Sunday, January 3, 2016

The Saudi Oil Plan Is On the Verge of Breaking Down

Back in October, I posted about an article I had read saying the Saudi oil ministry had a plan to bankrupt the US oil industry.  Essentially, Saudi Arabia is the only oil supplier that can make a good profit pumping oil at $30/bbl, but that would mortally wound the Kingdom's finances, which prefers closer to $80/bbl.  Believing that $70/bbl was the price of American fracked oil, they targeted $60 a barrel expecting the price would move around that number but feeling comfortable they could keep the price of oil under $70 until they shut down American production, when they'd raise prices again.
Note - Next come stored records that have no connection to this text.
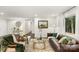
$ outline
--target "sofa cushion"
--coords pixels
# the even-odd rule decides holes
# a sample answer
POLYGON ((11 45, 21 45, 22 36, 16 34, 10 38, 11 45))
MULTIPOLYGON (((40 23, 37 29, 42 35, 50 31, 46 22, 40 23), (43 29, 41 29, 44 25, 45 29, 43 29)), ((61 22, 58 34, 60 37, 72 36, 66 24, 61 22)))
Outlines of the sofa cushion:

Oil has been under $40 since early December, and we've seen ominous stories of supertanker traffic jams at sea as the processing facilities in Houston and elsewhere around the globe just can't handle the oversupply.  Clearly, there's too much oil in the system, which cries out for production to be shut down.  The US industry has been hit hard, just as Saudi Arabia planned, with some industry investors saying that half the US energy industry will be bankrupt within six months. 

Today, in a trader's newsletter, I read that this pressure from low prices is causing troubles in OPEC and the Saudi plan is on the verge of breaking down.
In fact, several OPEC nations are now in open opposition to the Saudi policy, with Venezuela, Nigeria, Libya, Iran, and Ecuador leading the charge to make the production cuts that would ease the supply glut and send oil prices higher.

Economically, OPEC has painted itself into a corner, and the only way out now is through higher prices. Even the Saudis understand that.

That’s why Riyadh is now signaling to the likes of Russia and even the U.S. that they would support a joint move with non-OPEC producers to “stabilize” the international market.
To accompany these supply side pressures to cut production and raise prices, the demand side is forecast to grow, by an average of more than 1 million barrels a day annually, led by Asia.  That should cut the over supply as well.

Finally, consider the geopolitical possibilities.  I'm sure you saw that Saudi Arabia executed 47 "terrorists",including a Shiite (Iranian) cleric named Nimr al-Nimr, and Iranian protesters responded by raiding the Saudi embassy in Tehran.  This led Saudi Arabia to break diplomatic ties with Iran.  Officially, Iran condemned the attacks on the Saudi embassy, but it's hard to take that seriously.  The two countries are already essentially in a proxy war, fighting now in Yemen.  Could it spread to direct conflict between Saudi Arabia and Iran?  A wider proxy war? 

The combination of all of these things going on lead me to side with newsletter author Kent Moors.  I don't think it's reasonable to try to predict exact prices, but we might well have seen the lowest oil prices we're going to see, or we'll see them soon (already tonight, as Asian markets are open, oil is up moderately).  I expect oil to be up over the next six months, and up over that in the following six months.  We won't be at $100/bbl, but with today's price below $40, $60/bbl by the end of the year seems rather reasonable - it's only going back to prices from last summer - and $80/bbl doesn't seem that out of the question. 
Brent Crude, from


  1. I cynical or what? So Saudi Arabia executes a Shiite Imam...Iran starts beating the war drums...and the price of oil goes where??? Almost like, hmmm...a plan???

  2. I suppose the question is which happens first:

    Hot war between Iran and Saudi.

    World economic collapse:

    I suspect the Plunge Protection Teams around the globe will be busy today.

    What happens to the price of oil when there is no market?